AI Outsmarts Mathematical Elite in Private Berkeley Meeting
In mid-May, a secretive gathering took place in Berkeley, California, where 30 of the world’s top mathematicians assembled to challenge a cutting-edge artificial intelligence (AI) model. The event, held over a weekend, was designed to test the AI’s reasoning capabilities using complex, unsolved mathematical problems. To their amazement, the researchers found themselves outclassed by a reasoning chatbot named o4-mini.
Developed by OpenAI, o4-mini represents a new generation of reasoning large language models (LLMs). Unlike traditional LLMs, which are trained to predict text sequences, o4-mini is optimized for deep deduction and problem-solving. This enhanced ability allows it to delve into levels of mathematical complexity previously thought to be beyond the reach of AI.
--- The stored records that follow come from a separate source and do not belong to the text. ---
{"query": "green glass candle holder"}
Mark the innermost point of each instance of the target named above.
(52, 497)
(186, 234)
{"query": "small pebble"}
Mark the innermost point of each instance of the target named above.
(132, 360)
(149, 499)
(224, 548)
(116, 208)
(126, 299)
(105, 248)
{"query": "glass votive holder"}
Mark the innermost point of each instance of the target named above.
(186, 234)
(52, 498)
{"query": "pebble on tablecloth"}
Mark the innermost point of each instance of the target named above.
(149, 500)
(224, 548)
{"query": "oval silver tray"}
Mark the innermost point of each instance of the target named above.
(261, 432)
Testing AI’s Mathematical Limits
To benchmark o4-mini’s capabilities, OpenAI enlisted the nonprofit Epoch AI to create a series of 300 unpublished math problems. These problems were divided into four tiers, ranging from undergraduate-level to challenges that would stump even expert mathematicians. In contrast to earlier models, which struggled to solve even 2% of the toughest problems, o4-mini managed to crack nearly 20% by April 2025.
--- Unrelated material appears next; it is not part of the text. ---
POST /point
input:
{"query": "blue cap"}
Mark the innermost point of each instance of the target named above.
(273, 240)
To further push the AI’s boundaries, Epoch AI organized a highly confidential in-person event in Berkeley on May 17 and 18. The mathematicians, required to sign nondisclosure agreements and communicate only through encrypted channels like Signal, worked in teams to devise problems that could potentially stump the AI. Each unsolved problem would earn its creator $7,500.
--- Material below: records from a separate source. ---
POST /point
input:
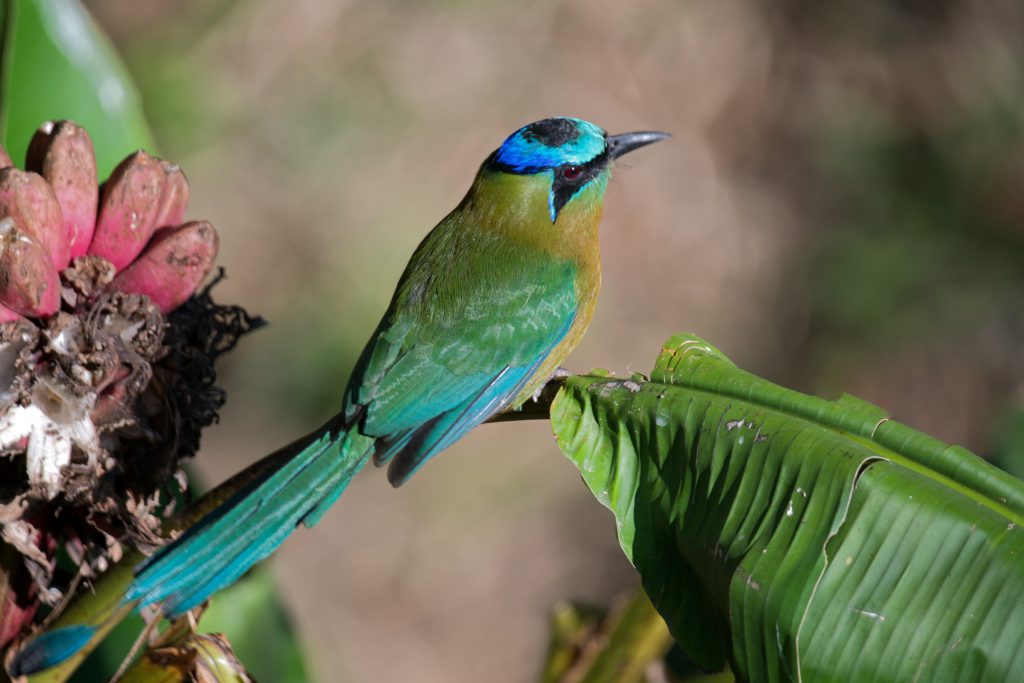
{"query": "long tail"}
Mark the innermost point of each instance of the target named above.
(296, 485)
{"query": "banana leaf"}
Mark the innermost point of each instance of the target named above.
(799, 539)
(56, 63)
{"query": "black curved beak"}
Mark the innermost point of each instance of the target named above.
(627, 142)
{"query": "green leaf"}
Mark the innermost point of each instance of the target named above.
(251, 613)
(801, 539)
(56, 63)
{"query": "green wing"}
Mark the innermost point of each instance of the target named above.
(472, 318)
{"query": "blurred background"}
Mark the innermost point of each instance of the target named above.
(841, 209)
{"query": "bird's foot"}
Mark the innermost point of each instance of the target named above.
(559, 374)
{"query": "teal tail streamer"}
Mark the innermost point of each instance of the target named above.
(250, 525)
(49, 649)
(219, 548)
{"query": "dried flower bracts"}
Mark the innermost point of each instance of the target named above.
(104, 382)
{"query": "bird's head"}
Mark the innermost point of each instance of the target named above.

AI Demonstrates Astonishing Reasoning
The participants were stunned as o4-mini demonstrated capabilities that mimicked those of a top-tier human mathematician. University of Virginia mathematician Ken Ono recounted one particularly humbling moment when the AI solved a Ph.D.-level number theory problem he had devised. Within minutes, the bot reasoned through the literature, proposed a simplified version of the problem, and then delivered a correct—and cheeky—solution.
“It shocked me,” Ono said. “At the end, it added, ‘No citation necessary because the mystery number was computed by me!’ That’s not just intelligence; that’s style.”
Ono wasn’t alone in his astonishment. Yang Hui He, a mathematician at the London Institute for Mathematical Sciences, noted that the bot was functioning at the level of a highly capable graduate student—if not better. “It does in minutes what takes us weeks or months,” He said.
A Collaborative Yet Alarming Future
Despite the AI’s prowess, the mathematicians ultimately succeeded in formulating 10 problems that o4-mini could not solve. Yet the overwhelming sense was one of unease, not triumph. The demonstration made clear that AI is rapidly approaching, and in some cases surpassing, the reasoning abilities of highly trained human experts.
Ono and He expressed concerns about over-reliance on AI-generated proofs. “There’s proof by induction, proof by contradiction, and now, proof by intimidation,” He quipped. “If something is stated with enough authority, people might stop questioning it.”
Preparing for the Next Tier
The conversation among the mathematicians eventually turned toward the future—specifically, the possibility of a “tier five.” These would be problems so complex that even the best human minds cannot solve them. If AI reaches that level, it could radically redefine the role of mathematicians. Instead of solving problems, mathematicians might shift toward curating and posing questions to AI models, akin to how professors guide graduate students.
Ono believes that educational institutions must adapt. “We need to foster creativity in students,” he said. “It’s a mistake to dismiss the potential of generalized AI. These models are already outperforming most of the world’s best graduate students.”
The event in Berkeley served as both a celebration of human ingenuity and a sobering look at the future. As AI continues to evolve, it brings new opportunities—and new challenges—for the fields of mathematics and beyond.
This article is inspired by content from Original Source. It has been rephrased for originality. Images are credited to the original source.